Spanische Grippe in Hannover: Die tödliche Pandemie von 1918 hinterließ eine Spur des Schreckens
2025-01-11
Autor: Nina
Hannover. Die Schatten der Spanischen Grippe reichen bis in die heutige Zeit. Im Herbst 1918 erlebte Hannover eine der verheerendsten Epidemien der Geschichte. Die Symptome dieser gefährlichen Influenza waren verheerend: Kopfschmerzen, Schwindel, Fieber, Schüttelfrost und ein unerbittlicher Husten führten oft zu einem grausamen Ende, bei dem viele Menschen buchstäblich in ihren eigenen Lungen erstickten.
Bis zu 60 Millionen Menschen weltweit könnten an der Spanischen Grippe gestorben sein – das ist dreimal so viel wie die Opfer des Ersten Weltkriegs.

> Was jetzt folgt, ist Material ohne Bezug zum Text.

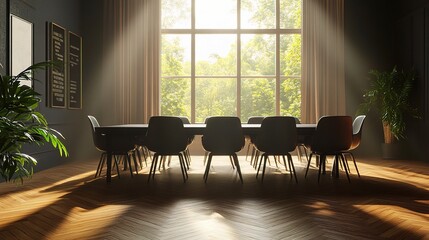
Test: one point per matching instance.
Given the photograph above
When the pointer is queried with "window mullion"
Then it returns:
(193, 107)
(238, 58)
(278, 72)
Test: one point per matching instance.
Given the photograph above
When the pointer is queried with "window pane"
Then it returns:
(176, 97)
(176, 14)
(258, 96)
(258, 14)
(290, 97)
(176, 55)
(215, 97)
(258, 54)
(215, 14)
(216, 54)
(290, 14)
(290, 55)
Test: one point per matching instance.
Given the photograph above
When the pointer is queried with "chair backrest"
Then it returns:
(98, 139)
(166, 135)
(278, 135)
(297, 121)
(255, 120)
(357, 131)
(333, 134)
(223, 135)
(185, 120)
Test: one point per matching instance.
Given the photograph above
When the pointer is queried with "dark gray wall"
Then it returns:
(367, 46)
(379, 35)
(73, 124)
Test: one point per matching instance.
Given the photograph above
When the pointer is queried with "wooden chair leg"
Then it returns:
(237, 164)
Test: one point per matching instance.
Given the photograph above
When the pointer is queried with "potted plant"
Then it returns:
(389, 94)
(21, 124)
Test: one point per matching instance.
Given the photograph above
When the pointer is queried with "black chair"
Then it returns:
(333, 137)
(166, 136)
(278, 137)
(223, 136)
(356, 139)
(116, 145)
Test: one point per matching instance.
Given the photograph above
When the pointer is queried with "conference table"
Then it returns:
(133, 131)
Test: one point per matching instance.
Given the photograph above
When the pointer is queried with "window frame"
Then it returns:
(193, 31)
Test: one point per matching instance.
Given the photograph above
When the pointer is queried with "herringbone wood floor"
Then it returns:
(389, 201)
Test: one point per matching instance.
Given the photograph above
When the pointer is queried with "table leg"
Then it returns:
(109, 167)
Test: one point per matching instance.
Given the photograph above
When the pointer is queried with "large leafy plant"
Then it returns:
(389, 94)
(21, 124)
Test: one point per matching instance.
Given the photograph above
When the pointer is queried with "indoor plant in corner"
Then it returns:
(21, 123)
(389, 94)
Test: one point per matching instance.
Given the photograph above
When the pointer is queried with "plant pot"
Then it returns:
(393, 151)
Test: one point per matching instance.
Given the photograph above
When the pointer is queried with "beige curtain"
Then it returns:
(323, 87)
(132, 29)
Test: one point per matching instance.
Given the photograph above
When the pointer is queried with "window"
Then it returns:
(230, 57)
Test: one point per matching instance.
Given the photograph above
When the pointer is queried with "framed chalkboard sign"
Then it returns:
(74, 71)
(21, 47)
(57, 75)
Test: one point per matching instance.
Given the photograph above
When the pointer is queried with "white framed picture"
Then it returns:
(21, 46)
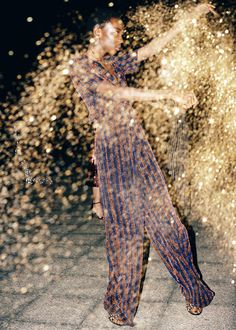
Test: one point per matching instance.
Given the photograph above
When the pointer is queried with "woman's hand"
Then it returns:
(186, 100)
(203, 9)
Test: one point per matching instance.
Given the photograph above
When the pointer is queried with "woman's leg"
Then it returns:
(97, 205)
(124, 227)
(167, 233)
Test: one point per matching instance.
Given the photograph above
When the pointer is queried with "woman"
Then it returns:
(133, 190)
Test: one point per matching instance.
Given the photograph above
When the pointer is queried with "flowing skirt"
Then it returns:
(134, 195)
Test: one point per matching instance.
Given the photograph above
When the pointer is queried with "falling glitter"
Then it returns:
(195, 150)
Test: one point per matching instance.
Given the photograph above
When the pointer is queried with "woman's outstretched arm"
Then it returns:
(158, 43)
(109, 90)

In Hannover war die Lage besonders dramatisch, als die Pandemie in zwei Wellen kam und die örtliche Bevölkerung verheerend traf. Der Geschichtsprofessor Gerhard Schneider hat nun die regionalen Auswirkungen dieser Pandemie untersucht und aufgedeckt, wie wenig über diese Tragödie bekannt ist.
Die ersten Berichte über die Erkrankung datieren bereits auf den Sommer 1918. Schriftsteller Friedrich Georg Jünger schrieb an seinen Bruder und berichtete von den mysteriösen Symptomen, die ihn plagten. Ab Herbst 1918 setzte dann ein massives Sterben ein. Die Allgemeine Ortskrankenkasse meldete hunderte Krankheitsfälle, während Scharlatane in den Straßen mit fragwürdigen Heilmitteln und „Schwitz-Apparaten“ ihr Unwesen trieben.
Die Sterberate stieg im Oktober und November drastisch. Doch wie viele Menschen in Hannover tatsächlich der Grippe zum Opfer fielen, bleibt unklar. Historiker Schneider betont, dass trotz der Vielzahl an Traueranzeigen in den Tageszeitungen niemand die Todesfälle statistisch erfasste.
Die Aufarbeitung der Spanischen Grippe ist bis heute eine große Herausforderung. Auch in Hannover wurden nur wenige Informationen in Archiven und Kirchenbüchern gefunden. Die Medien spielten eine entscheidende Rolle: Zunächst bagatellisierten sie die Bedrohung, nur um im Herbst Verhaltensregeln zu propagieren und zu warnen, dass die Influenza eine ernsthafte Gefahr darstelle. Schulen wurden geschlossen, um die Ausbreitung des Virus zu verlangsamen.
Trotz aller Warnungen ergriff die Stadtverwaltung jedoch kaum Maßnahmen gegen die Epidemie. Im Gegensatz zu anderen Städten gab es keine Schließungen von öffentlichen Einrichtungen wie Theatern oder Kirchen. Schneider sieht dafür keine überzeugenden Erklärungen. Die Themen des Ersten Weltkriegs und der Revolution drängten die Gesundheitskrise in den Hintergrund, während die Bürger eine erschreckende Apathie zeigten – vielleicht das Ergebnis der vorangegangenen vier Pflaster, die sie erdulden mussten.
Die Tageszeitungen mussten in dieser Zeit oft die Rolle des Informanten und Verantwortlichen übernehmen, während staatliche Stellen tatenlos zusahen. Diese Versäumnisse der Politik und Verwaltung führen zu dem Schluss, dass die Spanische Grippe in Hannover weitgehend ignoriert wurde und schnell aus dem öffentlichen Bewusstsein verschwand. Der Historiker Gerhard Schneider zieht eine erschreckende Bilanz: Viele Lehren aus der Geschichte wurden nicht gezogen, und die Bevölkerung zahlte den ultimate Preis für das Versagen der Behörden.
Die Spanische Grippe wird heutzutage oft mit der Covid-19-Pandemie verglichen, da auch sie verheerende soziale, wirtschaftliche und gesundheitliche Folgen hatte. Historiker warnen, dass wir aus der Geschichte lernen müssen, um zukünftige Pandemien besser zu bewältigen. Auch die Rolle der Medien hat sich in Krisenzeiten weiterentwickelt; während sie im Jahr 1918 oft nicht schnell genug reagierten, sind sie heute durch die Schnelllebigkeit digitaler Medien unter Druck, stets aktuell zu berichten.